Metal ion recognition in aqueous solution by highly preorganized non-macrocyclic ligands

The metal ion complexing properties of highly preorganized non-macrocyclic ligands in aqueous solution are discussed and contrasted with those of less preorganized analogues that have simple ethylene bridges between the donor atoms. High levels of preorganization can be achieved using cyclohexenyl bridges between ligand donor atoms, use of reinforced bridges such us bispidines, or by use of extended aromatic systems as bridges, such as those found in 1,10-phenanthroline (1,10-phen).

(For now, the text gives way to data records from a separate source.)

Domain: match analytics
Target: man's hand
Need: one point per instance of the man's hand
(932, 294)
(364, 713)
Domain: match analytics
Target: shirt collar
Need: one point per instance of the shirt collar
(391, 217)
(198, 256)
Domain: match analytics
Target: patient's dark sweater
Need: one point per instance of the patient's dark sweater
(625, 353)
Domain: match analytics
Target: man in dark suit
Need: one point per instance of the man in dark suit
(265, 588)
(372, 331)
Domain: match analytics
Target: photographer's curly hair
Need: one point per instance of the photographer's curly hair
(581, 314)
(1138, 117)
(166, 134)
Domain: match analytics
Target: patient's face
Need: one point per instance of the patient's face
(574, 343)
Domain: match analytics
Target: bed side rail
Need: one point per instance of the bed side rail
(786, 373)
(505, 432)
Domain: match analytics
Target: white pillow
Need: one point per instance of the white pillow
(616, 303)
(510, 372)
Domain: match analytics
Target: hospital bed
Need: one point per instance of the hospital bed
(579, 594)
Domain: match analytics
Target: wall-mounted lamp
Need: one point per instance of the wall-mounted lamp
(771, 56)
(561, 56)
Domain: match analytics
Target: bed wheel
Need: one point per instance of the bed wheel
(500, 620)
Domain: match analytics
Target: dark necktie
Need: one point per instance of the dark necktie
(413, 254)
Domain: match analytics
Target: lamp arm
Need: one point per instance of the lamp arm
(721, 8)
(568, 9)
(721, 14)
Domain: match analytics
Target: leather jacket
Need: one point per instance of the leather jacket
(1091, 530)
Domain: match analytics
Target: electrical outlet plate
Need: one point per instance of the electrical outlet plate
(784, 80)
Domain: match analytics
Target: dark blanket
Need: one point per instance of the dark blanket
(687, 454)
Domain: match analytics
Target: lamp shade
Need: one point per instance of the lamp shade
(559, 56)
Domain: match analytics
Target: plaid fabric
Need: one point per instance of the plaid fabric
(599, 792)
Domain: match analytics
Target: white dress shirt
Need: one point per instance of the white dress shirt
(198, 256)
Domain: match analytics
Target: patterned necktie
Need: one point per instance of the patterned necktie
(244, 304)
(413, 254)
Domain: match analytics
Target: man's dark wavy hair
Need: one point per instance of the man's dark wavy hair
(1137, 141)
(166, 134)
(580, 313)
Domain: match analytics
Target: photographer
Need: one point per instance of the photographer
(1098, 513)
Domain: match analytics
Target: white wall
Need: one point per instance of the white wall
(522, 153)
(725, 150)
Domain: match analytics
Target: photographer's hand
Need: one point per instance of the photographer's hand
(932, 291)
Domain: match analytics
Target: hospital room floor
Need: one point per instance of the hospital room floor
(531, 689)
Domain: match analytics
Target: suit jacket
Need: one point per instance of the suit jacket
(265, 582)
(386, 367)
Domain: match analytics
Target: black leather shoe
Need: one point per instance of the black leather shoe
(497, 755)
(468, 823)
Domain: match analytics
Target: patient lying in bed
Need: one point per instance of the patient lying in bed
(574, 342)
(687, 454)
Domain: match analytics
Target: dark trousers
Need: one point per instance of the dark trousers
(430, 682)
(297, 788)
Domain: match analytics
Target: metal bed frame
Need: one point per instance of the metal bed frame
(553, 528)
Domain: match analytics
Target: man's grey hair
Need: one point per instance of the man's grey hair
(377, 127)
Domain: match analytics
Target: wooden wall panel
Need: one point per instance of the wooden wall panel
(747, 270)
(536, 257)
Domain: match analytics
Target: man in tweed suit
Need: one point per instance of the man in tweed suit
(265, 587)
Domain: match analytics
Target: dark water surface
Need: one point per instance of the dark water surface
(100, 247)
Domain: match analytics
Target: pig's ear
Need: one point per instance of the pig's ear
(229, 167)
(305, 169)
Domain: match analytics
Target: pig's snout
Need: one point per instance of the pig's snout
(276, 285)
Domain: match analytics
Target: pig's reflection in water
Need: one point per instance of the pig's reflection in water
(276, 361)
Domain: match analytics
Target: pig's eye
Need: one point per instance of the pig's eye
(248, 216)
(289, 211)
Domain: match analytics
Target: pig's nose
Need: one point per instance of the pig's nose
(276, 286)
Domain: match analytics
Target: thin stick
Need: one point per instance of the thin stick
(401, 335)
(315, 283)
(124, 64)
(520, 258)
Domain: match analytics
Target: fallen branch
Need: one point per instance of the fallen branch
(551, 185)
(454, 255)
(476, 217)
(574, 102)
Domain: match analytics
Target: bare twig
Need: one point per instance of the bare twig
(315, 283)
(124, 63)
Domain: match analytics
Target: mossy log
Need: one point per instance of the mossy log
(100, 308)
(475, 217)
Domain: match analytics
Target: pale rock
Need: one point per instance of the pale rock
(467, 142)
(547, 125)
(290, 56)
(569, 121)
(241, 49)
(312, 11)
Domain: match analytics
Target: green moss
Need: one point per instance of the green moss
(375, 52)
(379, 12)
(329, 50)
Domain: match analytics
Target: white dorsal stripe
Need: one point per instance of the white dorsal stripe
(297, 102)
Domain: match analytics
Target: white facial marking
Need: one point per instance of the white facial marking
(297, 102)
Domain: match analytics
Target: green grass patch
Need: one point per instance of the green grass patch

Cyclohexenyl groups increase thermodynamic stability of metal ion complexes, as indicated by logK1 values (formation constants), that increase by between 1 and 5log units compared to less preorganized analogues. The way in which such bridges alter selectivity in the direction of smaller metal ions is discussed. Rigid bridges such as those provided by bispidine are discussed in terms of increased logK1 values, and sharply increased selectivity for smaller metal ions. Ligands derived from 1,10-phen by placing donor groups at the 2- and 9-positions are discussed, including examples with acetates (PDA), pyridyls (DPP) and phenolates (DPHP). The five-membered chelate rings of PDA lead to strong selectivity for larger metal ions, including Cd(II), La(III), and Gd(III). Possible uses of PDA type ligands for Gd(III)-based MRI agents are discussed. The remarkably high stability of complexes of PDA is discussed in terms of the role of H-bonding with the solvent in stabilizing complexes with metal ions, and the very high level of preorganization of the ligand.